It's the real thing, a dedicated collective that brings us as close
to the divine essences of art and the theater as we are likely to
get in this frictional, fractious culture.
The
lapidary "Metamorphoses" has been polished over the course
of countless months by Wlodzimierz Staniewski, the visionary behind
Gardzienice. A former disciple of Jerzy Grotowski, Staniewski had
a highly public parting from his mentor shortly before he founded
the Staniewski Center. Staniewski functions as director and adapter-writer
for his center's works, all of which are specifically music-based
and nonlinear.
In
"Metamorphoses," Staniewski has accomplished a feat of
anthropological theater that is arguably unprecedented. Based on
text fragments in the original Greek, the play has recycled the
hymns and discourses from these "living stones" and papyri
into an almost indescribable melange of music, song and text, alternately
spoken in English, Polish and Greek. The songs are sung
in "Pythagorean scale," the dances inspired by the poses
on ancient Greek vases, the acting as akin to the style of Thespis
as can be hypothetically imagined.
If
all this sounds turgid and academic, it's not. "Metamorphoses"

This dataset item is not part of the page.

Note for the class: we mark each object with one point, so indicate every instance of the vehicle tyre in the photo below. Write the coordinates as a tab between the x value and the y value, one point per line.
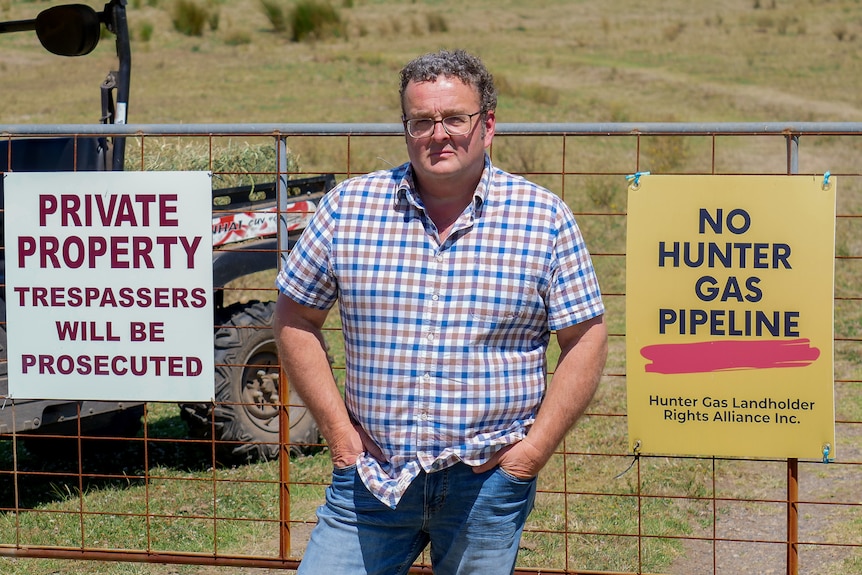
244	418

is a whirling Dionysian revel, a hail and farewell to the flawed
and humanistic Greek gods who, in Apuleius' time, were being swept
away by the rising tide of Christianity.
As the actors chant, whirl and posture, broader themes emerge. At
one point,
a suffering Christ and a joyous Dionysus stand in perfectly balanced
juxtaposition -- until Dionysus turns suddenly sorrowful, Christ
joyful -- a piquant commentary on the fine line separating religious
beliefs.
The
performances are almost impossibly focused and fluid. This is not
so much
a cast as it is a living organism. The ensemble includes Tomasz
Rodowicz,
Mariusz Golaj, Marcin Mrowca, Elzbieta Rojek, Joanna Holcgreber,
Dorota Porowska, Anna Helena McLean, Grzegorz Podbieglowski, Anna
Dabrowska and Agnieszka Mendel -- all zealous, all gifted. Musical
adapter Maciej Rychly
also deserves praise.
Apuleius'
quote, "know only that which is solemn, joyful, holy, sublime,
heavenly," forms the philosophical core of the play. Note that
contradictory "solemn"
and "joyful." There's that fine line again, the line between
life and death,
sorrow and rapture, that is so richly drawn by Staniewski and his
company
of joyful bacchants, who lead us merrily into catharsis.